This Court, after hearing those submissions, did not enter into hearing his appeal, but adjourned it, and set it down for hearing on 24 November 2005, to give Mr Kanaris the opportunity to file affidavit material in support of the contention, which had emerged during his submission on 22 September 2005, that he had not in fact been able to present effectively his defence that he actually did own land under a contract of sale in Greece, as he had represented to the various complainants. He was advised by this Court of the benefit of his filing an affidavit from the Greek lawyer, as well as affidavit material from himself. His submissions had included the assertion that that lawyer had previously communicated with him on the relevant topic from Greece, advising of the difficulties; that lawyer had acted for him in 1996 and the first half of 1997.
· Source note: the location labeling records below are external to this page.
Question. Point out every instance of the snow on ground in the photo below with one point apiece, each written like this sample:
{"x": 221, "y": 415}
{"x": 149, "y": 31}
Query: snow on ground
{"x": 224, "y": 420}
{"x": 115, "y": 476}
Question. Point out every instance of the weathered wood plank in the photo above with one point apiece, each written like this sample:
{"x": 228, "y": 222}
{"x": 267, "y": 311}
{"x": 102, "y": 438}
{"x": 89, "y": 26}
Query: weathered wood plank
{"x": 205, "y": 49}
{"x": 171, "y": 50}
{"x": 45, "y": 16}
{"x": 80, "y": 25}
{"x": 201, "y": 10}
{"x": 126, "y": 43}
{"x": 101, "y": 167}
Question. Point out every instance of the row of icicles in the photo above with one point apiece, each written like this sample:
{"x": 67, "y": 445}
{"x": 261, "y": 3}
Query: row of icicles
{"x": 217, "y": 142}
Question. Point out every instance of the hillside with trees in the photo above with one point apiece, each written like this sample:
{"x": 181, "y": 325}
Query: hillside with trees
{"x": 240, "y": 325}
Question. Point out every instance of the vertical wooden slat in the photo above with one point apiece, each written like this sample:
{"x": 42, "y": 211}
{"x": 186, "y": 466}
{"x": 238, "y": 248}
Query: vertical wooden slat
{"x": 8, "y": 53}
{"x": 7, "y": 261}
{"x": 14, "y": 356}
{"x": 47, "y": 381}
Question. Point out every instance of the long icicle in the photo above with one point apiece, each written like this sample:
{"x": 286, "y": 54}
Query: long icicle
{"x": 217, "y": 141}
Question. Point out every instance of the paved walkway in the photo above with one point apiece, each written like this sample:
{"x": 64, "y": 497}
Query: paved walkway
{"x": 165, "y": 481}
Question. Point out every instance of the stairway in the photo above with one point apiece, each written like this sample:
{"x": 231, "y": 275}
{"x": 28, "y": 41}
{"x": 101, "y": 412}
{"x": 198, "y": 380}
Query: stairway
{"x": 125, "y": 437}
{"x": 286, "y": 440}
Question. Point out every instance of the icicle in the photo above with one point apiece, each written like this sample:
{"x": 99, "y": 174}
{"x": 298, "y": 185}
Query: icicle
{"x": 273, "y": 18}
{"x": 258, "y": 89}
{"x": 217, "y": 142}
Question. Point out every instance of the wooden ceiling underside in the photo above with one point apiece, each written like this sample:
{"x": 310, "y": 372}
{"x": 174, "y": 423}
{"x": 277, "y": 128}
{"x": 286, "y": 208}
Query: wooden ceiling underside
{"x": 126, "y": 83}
When his appeal came on in November 2005 his written outline made only a limited and guarded complaint that the decision on 17 December 2004 to list the trial to start on 7 February 2005 had seriously inconvenienced Mr Kanaris. In both that written argument, and in an affidavit by Mr Kanaris filed by leave at the start of this appeal, Mr Kanaris made it clear his complaint was “that natural justice was denied to me on 17 December 2004, not on the day of the trial”. It became clear in his oral argument on the appeal, however, that he agreed he had all of his witnesses whom he intended or wanted to call available for a trial to start on 7 February 2005, consistent with what he had told the learned trial judge in a pre-trial hearing on 28 January 2005, when asked “Mr Kanaris, are you ready for trial?” by the judge. He answered “yes, your Honour.” There is no merit in the complaint that setting the trial down to start on 7 February 2005 caused Mr Kanaris any inconvenience.
The affidavit Mr Kanaris filed in this appeal made no claim that he had ever owned any land on any island in Greece. His affidavit did not refer to Mr Kolias or any other lawyer who could give any evidence that Mr Kanaris ever had owned any land in Greece, and gave no explanation for the absence of any evidence about land in Greece. In reality Mr Kanaris had abandoned any complaint about not being able to call Mr Kolias to prove ownership of land, as too risky; Mr Kanaris would face cross-examination. That ground of appeal should be regarded as abandoned, and rejected in any event. Mr Kanaris has spent most of this century implying he could call relevant witnesses from Greece, and this appeal was his last opportunity to show some substance in that claim.
For those reasons all of Mr Kanaris’ various grounds of appeal should be dismissed, although the convictions on counts 20 and 21 should be set aside. That limited success on appeal does not make the five year head sentence any less warranted. There were still three convictions on counts with a 10 year maximum, and Mr Kanaris had previous convictions for false pretences spanning the 17 years from 1968 to 1985, and a conviction for an offence of imposition committed on 19 November 1997. The offences under appeal showed a four year period of incessant exploitation of the vulnerability of other people, just so Mr Kanaris could get money with which to gamble. While gambling is entirely lawful, for a period in the last decade of the 20th Century Mr Kanaris financed his, in part, by defrauding other people. It will be a matter for the relevant Community Corrections Board whether there is an unacceptable risk of that being repeated if Mr Kanaris is placed on post-prison community based release before completing any available programs which challenge addiction to gambling.
The order of the Court is that the appeal is allowed to the extent of setting aside the convictions on counts 20 and 21 and directing that verdicts of acquittal be entered with respect thereto, and that otherwise the appeal against the convictions is dismissed.